IT looked just look like any old piece of rock or pebble. But what fossil hunter Jamie Hiscocks had uncovered was one of the most exciting discoveries in palaeontology.

On a beach in Bexhill, he had found the world’s first known fossilised dinosaur brain, a 133-million-year-old sample of mineralised tissue from inside a dinosaur’s skull.

The well-preserved sample belongs to a relative of the Iguanodon, a herbivorous dinosaur that lived during the early Cretaceous period.

“Not in my wildest dreams did I ever think I would find anything like this,” said Jamie, who lives in Bexhill and is marking 20 years as a scientific fossil hunter.

The self-taught palaeontologist had been searching the fossil-rich shore by torchlight following a storm when the unusually shaped object jumped out at him among the piles of rock debris in 2004.

A strange texture on the surface of the lump piqued his interest and his hunch was that it was preserved soft tissue.

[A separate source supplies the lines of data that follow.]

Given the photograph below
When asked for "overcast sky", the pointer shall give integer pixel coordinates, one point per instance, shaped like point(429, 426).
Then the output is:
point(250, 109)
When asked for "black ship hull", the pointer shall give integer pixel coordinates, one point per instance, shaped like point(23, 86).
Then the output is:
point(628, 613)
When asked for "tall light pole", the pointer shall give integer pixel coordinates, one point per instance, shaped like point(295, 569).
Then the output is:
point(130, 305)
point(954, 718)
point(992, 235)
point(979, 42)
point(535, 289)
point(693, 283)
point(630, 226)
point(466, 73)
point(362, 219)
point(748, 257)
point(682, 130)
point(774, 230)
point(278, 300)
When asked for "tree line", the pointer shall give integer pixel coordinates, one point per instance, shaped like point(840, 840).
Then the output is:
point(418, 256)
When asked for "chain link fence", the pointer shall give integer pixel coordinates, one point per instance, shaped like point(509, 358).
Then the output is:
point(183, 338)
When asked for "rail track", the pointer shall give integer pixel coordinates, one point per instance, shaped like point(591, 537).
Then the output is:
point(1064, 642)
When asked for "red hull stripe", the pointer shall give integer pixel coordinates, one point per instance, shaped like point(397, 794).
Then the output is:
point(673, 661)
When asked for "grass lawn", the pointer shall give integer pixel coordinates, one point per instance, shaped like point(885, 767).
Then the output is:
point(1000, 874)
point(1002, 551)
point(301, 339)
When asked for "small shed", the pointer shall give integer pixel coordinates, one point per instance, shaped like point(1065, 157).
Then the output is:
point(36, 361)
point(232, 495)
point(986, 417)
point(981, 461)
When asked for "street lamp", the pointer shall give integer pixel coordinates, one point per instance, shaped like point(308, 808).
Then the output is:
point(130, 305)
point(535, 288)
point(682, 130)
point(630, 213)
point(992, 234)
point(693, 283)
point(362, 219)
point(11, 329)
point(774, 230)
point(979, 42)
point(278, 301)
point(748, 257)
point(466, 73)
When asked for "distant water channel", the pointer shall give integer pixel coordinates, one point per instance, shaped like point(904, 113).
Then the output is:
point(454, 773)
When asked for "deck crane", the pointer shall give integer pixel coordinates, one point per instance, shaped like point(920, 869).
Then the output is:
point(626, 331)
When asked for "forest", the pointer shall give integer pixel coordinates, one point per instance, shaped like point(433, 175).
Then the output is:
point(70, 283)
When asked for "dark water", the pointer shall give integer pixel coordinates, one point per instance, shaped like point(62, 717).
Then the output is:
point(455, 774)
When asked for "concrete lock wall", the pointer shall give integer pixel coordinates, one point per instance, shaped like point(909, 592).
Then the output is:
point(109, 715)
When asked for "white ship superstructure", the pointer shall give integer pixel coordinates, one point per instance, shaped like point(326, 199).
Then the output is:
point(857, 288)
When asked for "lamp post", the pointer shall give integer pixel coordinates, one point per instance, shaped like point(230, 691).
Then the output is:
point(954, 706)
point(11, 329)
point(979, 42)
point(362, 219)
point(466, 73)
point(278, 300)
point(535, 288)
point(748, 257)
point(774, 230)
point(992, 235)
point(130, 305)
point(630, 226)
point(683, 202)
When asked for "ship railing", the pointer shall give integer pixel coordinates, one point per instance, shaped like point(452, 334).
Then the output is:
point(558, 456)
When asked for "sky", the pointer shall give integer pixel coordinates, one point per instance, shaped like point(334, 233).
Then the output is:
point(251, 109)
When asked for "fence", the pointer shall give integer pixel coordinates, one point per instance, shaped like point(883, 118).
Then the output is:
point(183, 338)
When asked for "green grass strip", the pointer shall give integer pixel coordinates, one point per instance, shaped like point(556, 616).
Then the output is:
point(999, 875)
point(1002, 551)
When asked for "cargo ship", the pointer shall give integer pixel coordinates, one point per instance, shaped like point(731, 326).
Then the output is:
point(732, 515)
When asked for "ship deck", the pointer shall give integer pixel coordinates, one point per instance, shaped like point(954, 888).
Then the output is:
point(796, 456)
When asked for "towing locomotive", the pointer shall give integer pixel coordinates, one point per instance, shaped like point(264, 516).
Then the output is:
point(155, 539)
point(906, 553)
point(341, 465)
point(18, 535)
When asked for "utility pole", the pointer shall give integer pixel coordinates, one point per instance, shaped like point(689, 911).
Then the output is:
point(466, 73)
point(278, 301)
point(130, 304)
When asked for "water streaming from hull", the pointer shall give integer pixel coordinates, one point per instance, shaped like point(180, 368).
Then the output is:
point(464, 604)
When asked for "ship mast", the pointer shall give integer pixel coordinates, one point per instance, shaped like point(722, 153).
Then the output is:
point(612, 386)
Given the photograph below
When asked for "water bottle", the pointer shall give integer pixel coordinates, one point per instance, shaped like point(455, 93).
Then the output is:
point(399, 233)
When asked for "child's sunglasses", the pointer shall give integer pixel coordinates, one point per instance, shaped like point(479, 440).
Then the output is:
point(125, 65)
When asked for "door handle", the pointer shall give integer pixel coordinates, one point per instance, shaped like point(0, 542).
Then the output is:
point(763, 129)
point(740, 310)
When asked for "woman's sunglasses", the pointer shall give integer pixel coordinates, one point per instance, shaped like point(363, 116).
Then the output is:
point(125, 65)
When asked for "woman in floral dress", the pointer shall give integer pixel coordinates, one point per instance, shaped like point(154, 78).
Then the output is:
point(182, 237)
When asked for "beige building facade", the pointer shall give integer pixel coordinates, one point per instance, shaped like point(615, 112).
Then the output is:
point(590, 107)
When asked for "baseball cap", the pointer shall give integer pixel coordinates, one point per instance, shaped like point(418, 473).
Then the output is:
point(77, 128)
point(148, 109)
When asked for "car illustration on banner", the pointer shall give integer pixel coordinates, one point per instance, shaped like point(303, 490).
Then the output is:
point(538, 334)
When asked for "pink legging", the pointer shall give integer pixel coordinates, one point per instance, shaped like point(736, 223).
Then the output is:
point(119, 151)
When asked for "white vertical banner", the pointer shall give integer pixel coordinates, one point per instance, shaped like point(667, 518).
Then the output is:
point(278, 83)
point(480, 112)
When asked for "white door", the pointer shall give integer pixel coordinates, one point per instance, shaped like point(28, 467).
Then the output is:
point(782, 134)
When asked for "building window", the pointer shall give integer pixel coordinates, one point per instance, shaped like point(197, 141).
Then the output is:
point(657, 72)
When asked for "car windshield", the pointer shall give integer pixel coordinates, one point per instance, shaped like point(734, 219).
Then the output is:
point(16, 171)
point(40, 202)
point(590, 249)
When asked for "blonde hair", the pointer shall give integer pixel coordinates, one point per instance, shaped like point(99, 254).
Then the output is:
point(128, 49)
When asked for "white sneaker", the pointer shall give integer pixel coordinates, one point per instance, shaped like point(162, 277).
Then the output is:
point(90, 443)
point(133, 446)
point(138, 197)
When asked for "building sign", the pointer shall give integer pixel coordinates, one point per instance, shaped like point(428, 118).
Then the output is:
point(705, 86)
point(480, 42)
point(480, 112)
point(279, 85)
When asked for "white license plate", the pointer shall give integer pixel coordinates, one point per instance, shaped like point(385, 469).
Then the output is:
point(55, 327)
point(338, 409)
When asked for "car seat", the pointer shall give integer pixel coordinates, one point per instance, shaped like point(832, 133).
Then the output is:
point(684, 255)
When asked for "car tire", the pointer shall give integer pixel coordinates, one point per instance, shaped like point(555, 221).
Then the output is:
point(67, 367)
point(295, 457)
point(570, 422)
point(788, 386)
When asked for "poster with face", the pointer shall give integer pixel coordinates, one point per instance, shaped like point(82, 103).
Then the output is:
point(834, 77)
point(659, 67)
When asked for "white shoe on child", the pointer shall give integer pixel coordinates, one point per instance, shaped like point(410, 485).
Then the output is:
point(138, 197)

He asked Oxford paleobiologist Martin Brasier for his opinion and loaned him the specimen. “My hunch was verified by scientists many years later,” said Jamie. “I allowed the specimen to be studied by scientists for two years and the fossil travelled the globe. A huge scientific data set was gathered and scientific papers published on the amazing fossilised dinosaur brain.”

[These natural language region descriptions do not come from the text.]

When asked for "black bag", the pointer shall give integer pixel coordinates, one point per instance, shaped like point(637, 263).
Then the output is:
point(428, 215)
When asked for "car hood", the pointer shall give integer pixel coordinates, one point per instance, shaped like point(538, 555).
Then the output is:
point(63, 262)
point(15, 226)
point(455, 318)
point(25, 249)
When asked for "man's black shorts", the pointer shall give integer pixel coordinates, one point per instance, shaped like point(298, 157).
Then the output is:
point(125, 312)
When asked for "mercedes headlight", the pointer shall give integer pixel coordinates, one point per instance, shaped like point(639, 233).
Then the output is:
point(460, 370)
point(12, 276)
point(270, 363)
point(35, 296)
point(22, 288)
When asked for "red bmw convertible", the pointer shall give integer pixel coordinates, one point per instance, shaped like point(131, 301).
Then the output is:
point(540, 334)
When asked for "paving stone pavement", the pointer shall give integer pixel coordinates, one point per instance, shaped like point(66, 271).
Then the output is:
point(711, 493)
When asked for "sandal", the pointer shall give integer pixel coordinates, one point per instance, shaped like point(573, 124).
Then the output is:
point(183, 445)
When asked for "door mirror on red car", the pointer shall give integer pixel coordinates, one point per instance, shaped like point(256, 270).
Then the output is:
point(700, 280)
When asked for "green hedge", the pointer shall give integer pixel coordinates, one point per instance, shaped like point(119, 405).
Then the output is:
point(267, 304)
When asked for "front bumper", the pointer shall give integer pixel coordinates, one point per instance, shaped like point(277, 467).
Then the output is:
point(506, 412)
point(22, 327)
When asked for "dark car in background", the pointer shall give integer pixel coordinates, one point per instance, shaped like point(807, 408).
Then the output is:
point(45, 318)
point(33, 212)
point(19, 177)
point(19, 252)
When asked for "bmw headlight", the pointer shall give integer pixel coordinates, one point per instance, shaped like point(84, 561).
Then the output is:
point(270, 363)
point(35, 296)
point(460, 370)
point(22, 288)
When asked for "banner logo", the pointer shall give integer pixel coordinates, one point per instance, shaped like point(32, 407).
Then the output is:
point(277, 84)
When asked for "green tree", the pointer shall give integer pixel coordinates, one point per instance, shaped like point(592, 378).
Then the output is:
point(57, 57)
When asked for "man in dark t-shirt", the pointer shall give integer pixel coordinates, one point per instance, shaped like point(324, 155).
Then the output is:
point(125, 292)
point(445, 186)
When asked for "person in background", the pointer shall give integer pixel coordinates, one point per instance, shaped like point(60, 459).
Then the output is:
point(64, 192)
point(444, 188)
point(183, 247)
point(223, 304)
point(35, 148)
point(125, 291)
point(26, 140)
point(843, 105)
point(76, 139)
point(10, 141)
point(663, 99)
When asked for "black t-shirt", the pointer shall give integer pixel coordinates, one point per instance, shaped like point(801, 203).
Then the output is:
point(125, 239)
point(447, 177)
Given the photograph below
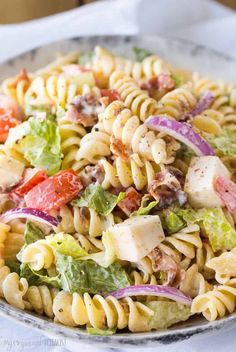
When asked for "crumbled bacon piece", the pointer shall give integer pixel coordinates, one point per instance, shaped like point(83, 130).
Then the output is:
point(166, 188)
point(118, 148)
point(85, 109)
point(163, 262)
point(91, 174)
point(131, 202)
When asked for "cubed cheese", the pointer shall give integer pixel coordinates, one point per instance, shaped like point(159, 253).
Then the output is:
point(11, 172)
point(199, 184)
point(136, 237)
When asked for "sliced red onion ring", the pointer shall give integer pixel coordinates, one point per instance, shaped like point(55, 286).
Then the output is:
point(29, 213)
point(153, 290)
point(182, 132)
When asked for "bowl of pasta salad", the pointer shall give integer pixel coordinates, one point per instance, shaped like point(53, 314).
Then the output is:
point(117, 190)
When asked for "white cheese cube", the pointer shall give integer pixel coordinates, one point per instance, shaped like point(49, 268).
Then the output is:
point(137, 236)
point(11, 172)
point(199, 183)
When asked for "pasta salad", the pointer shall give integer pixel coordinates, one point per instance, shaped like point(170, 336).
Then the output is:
point(117, 193)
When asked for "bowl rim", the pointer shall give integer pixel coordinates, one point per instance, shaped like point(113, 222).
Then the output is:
point(125, 340)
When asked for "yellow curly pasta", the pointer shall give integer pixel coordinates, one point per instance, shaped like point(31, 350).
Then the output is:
point(217, 302)
point(75, 310)
point(194, 283)
point(120, 122)
point(182, 246)
point(40, 299)
point(177, 102)
point(126, 173)
point(137, 100)
point(105, 62)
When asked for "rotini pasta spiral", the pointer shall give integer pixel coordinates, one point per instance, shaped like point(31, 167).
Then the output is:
point(106, 62)
point(99, 312)
point(12, 287)
point(126, 173)
point(217, 302)
point(194, 283)
point(119, 121)
point(137, 100)
point(177, 102)
point(181, 246)
point(40, 299)
point(84, 221)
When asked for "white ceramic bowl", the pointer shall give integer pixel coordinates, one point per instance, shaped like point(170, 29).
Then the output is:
point(181, 54)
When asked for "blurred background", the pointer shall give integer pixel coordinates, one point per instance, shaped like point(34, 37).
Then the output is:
point(15, 11)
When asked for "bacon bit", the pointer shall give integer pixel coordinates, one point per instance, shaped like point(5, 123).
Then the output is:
point(22, 76)
point(118, 148)
point(84, 109)
point(163, 262)
point(111, 94)
point(159, 85)
point(166, 188)
point(131, 202)
point(91, 174)
point(226, 190)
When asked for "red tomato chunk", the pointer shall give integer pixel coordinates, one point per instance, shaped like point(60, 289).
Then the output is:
point(55, 191)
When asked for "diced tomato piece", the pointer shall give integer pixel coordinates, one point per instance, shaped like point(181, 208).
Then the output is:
point(10, 116)
point(131, 202)
point(31, 178)
point(226, 190)
point(55, 191)
point(112, 94)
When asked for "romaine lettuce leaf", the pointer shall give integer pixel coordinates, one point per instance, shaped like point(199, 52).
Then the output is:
point(108, 256)
point(100, 332)
point(221, 234)
point(145, 206)
point(101, 201)
point(32, 233)
point(225, 142)
point(39, 141)
point(87, 276)
point(38, 277)
point(167, 313)
point(140, 54)
point(66, 244)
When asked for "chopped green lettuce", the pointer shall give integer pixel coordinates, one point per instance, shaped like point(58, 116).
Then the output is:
point(167, 313)
point(225, 142)
point(100, 332)
point(66, 244)
point(140, 54)
point(221, 234)
point(86, 58)
point(33, 233)
point(172, 222)
point(39, 141)
point(101, 201)
point(108, 256)
point(38, 277)
point(145, 206)
point(87, 276)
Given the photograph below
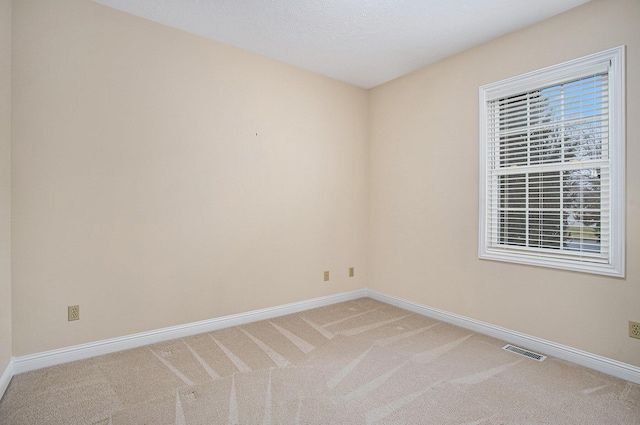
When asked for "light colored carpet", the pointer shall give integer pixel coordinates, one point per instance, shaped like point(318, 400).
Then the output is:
point(359, 362)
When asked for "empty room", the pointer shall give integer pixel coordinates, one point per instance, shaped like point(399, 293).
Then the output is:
point(340, 212)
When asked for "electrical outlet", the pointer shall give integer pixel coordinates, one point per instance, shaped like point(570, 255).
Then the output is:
point(73, 312)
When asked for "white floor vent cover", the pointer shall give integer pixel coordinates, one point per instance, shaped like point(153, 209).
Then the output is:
point(523, 352)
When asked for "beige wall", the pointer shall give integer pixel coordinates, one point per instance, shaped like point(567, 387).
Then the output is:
point(424, 191)
point(160, 178)
point(5, 184)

Among his other finds is the world’s oldest spider’s web trapped in amber. Dating back 140 million years to the Cretaceous period, the amber was found on Bexhill beach by Jamie and his brother Jonathan in 2009. The web is believed to have become trapped in amber during a forest fire. It was described by Professor Brasier as “very rare”.

Jamie found his first fossil, a dinosaur bone, 20 years ago in an exposed area of loose rocks on the beaches at Bexhill. “An acquaintance showed me his collection of fossils and from that moment on, I was hooked,” he said. “My private collection of fossils has taken 20 years to build up - not just dinosaur but a variety of animals including fish, turtle, crocodilians, lizards, amphibians, insects, plants and even fossils of giant flying reptiles called pterosaurs.”

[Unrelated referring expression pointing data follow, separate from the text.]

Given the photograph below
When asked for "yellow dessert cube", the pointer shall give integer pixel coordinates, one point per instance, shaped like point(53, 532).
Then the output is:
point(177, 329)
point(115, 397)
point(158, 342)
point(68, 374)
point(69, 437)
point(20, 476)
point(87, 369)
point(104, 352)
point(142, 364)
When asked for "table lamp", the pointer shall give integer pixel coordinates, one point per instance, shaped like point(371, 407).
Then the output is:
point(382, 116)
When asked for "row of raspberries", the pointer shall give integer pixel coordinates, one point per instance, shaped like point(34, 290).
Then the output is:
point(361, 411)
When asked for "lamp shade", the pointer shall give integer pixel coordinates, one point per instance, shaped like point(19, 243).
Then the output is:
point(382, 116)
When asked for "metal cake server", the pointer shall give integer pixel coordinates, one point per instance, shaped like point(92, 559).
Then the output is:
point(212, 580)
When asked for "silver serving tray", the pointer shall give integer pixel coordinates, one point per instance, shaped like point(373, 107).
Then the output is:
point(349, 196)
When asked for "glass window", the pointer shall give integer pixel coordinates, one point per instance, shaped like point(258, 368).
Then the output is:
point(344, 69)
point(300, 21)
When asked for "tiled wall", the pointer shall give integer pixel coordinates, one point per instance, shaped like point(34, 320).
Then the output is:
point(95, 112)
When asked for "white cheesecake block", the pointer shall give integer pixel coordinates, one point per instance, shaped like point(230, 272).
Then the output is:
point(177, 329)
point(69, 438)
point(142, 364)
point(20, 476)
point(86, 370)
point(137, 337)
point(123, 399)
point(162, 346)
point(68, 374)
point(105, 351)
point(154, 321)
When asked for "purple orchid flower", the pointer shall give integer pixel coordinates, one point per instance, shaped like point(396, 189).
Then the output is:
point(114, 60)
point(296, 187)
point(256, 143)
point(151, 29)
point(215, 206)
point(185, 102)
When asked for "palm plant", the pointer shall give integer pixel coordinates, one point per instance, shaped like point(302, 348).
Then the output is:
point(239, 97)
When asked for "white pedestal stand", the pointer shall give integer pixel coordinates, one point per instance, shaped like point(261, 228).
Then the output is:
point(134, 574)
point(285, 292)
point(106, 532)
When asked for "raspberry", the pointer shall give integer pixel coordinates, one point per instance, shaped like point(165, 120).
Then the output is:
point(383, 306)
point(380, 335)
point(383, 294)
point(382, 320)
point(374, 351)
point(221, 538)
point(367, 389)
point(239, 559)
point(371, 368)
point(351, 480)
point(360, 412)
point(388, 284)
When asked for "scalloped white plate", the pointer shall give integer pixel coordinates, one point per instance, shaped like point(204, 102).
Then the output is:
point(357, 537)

He has been driven by the realisation that this part of the Sussex coastline had been overlooked. “When I first began collecting fossils here, geologists told me that being a coastal site with no fossiliferous cliffs, it wasn’t good fossil hunting grounds and that I probably wouldn’t find anything interesting. Intuitively, I felt there was much to discover.”

He visits Bexhill beach three or four times a month, sometimes striking lucky with a find, especially after storms have exposed new areas. He spends time preparing his finds for display and on research. “It has all been worthwhile,” he said. “I have made some great discoveries.”

As well as donating specimens to science, he also offers a selected choice of fossils for sale to museums and to private collectors.

“The best feeling I get from all of this is that I am helping to salvage fossils from one of Britain’s best dinosaur fossil sites right here on the south east coast before they are gone forever by constant erosion by the elements,” said Jamie, who plans to publish a book on fossils.

“Fossil hunters have made a huge contribution to science over centuries of collecting. If people like myself didn’t bother to collect them when they are exposed, then they would certainly be lost forever.”